A half-serious, half-facetious proposal (“except if you’re going to Happy Jack’s or Ming Teh’s,” he added as an afterthought) to the end of further reducing bridge traffic, which he argued has been slightly but consistently decreasing over the past few decades.

A Public Bridge Authority spokesman described the traffic volumes as “fluctuating” over the past decades, and actually rising slightly over the past three years. The PBA rationale for the proposed expansion is to reduce traffic congestion in the plaza area, but the PBA offers little by way of specifics to show just how this would occur, saying there is no plan as of yet on future development of the expansion area, or for that matter, of the present plaza area if the expansion idea goes through.

Tielman, the executive director of the preservationist group Campaign for Greater Buffalo History, Architecture & Culture, said “they can do what they say they want to do” on the present plaza space, and no need to demolish historically significant houses on Busti Avenue, or to acquire the former Episcopal Church Home property just north of the Busti row and demolish more buildings there.

He showed a cartoon drawing of the expansion area planned development that he said was based on a technical drawing supplied by an unnamed PBA person “who wanted the truth to be out.” The cartoon version shows the new Duty Free store on the present Episcopal Church Home property, surrounded by a roughly circular roadway, accessed via a more or less straight road along the length of the Busti properties in question.

Ample undeveloped space around the Duty Free store would presumably be for parking, but might also accommodate further development, such as for Duty Free or tax-free gasoline sales, Tielman suggested.
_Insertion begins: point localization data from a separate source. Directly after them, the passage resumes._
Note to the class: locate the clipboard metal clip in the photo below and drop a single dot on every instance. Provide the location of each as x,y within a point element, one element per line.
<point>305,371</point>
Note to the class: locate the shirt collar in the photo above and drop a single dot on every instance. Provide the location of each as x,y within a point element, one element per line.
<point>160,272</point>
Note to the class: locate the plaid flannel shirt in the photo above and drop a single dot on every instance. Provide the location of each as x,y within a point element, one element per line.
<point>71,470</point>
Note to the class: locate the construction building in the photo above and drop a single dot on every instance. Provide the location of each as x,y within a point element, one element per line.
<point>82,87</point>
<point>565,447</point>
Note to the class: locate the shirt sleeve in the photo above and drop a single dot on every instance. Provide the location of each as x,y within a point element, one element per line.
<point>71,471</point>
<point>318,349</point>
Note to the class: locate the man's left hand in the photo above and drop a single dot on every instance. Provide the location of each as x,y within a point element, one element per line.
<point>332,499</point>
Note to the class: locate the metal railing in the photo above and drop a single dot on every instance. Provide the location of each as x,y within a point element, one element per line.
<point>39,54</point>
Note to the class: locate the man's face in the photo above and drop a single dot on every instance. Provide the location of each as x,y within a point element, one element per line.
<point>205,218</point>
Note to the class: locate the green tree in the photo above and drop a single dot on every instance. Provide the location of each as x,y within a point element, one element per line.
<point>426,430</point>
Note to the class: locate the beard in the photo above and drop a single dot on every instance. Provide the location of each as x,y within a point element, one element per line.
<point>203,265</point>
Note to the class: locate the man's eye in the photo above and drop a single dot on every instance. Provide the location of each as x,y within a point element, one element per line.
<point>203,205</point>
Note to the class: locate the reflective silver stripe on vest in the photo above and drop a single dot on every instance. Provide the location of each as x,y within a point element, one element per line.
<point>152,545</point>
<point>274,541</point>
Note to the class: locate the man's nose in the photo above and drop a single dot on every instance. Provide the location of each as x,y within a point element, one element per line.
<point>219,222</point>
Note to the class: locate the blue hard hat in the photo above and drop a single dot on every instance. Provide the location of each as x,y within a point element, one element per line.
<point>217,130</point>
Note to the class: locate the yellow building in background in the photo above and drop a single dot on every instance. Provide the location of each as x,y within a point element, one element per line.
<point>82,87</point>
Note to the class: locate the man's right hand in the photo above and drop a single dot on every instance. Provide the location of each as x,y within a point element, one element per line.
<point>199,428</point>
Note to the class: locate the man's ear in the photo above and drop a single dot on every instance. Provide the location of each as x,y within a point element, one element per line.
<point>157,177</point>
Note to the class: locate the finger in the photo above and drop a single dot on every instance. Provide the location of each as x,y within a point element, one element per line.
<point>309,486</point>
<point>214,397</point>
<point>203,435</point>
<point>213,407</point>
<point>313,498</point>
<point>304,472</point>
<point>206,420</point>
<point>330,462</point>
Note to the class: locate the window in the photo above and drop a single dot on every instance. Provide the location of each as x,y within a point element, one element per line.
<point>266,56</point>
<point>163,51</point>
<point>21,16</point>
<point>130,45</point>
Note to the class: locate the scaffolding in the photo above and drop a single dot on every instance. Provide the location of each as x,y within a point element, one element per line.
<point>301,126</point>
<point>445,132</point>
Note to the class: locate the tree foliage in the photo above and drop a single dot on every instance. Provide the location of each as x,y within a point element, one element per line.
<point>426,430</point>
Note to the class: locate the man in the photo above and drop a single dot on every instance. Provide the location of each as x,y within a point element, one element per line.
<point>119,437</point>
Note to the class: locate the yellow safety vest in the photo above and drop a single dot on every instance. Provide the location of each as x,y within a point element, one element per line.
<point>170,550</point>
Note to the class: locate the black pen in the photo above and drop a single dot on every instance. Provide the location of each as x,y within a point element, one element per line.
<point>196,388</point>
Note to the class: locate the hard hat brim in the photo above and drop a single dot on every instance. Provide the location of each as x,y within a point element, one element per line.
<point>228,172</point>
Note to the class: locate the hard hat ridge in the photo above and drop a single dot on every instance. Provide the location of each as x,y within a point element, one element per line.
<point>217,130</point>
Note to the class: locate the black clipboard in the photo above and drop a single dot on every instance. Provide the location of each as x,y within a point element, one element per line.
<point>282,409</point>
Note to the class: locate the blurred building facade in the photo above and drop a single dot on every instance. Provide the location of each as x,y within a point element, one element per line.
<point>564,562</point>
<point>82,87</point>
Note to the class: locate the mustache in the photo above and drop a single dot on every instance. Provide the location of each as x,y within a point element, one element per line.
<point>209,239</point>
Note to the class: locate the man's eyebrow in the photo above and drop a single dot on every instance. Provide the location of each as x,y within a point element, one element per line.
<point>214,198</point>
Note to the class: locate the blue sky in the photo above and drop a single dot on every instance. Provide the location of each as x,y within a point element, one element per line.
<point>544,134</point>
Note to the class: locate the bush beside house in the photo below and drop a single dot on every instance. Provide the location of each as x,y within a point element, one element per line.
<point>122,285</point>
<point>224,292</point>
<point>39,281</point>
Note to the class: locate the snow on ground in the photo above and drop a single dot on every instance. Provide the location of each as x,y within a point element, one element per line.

A tax-free gasoline concession was listed as a possibility in the draft environmental impact statement the PBA prepared when a remake of the bridge was under consideration.

The deeper rationale for further development in the expanded plaza, Tielman said, would be to generate new bonding, new debt, keeping the PBA in existence. For as soon as—or if and when—all bonding is paid off, control of the bridge is to be turned over to the NFTA, he explained. “The PBA has turned itself into a perpetual growth machine,” he said.

The PBA spokesman said the tax-free gas idea is not under consideration, and as for Tielman’s map of the expanded plaza—the supposed official PBA version or the cartoon version—he insisted there are “myriad concepts” under consideration for the proposed development, but “no plan with standing.”

Attorney Richard G. Berger explained where things were with the campaign’s lawsuit to require the PBA to abide by state environmental and preservationist rules on the proposed demolitions and further development of the plaza. The suit has resulted in a temporary restraining order, staying the demolitions. Current legal wrangling is about whether the substantive arguments should be heard in federal or state court.

Tielman showed slides of the houses threatened with demolition and expounded on the historical importance of several of them, and on the basic structural integrity, despite years of neglect under PBA ownership, of perhaps the most significant of the structures, the 1860s-era Italianate Wilkeson mansion.

“We’re going to win the lawsuit,” he said, “and when we do, we’re going to have them restore [the Wilkeson mansion] so you can lick the floor.”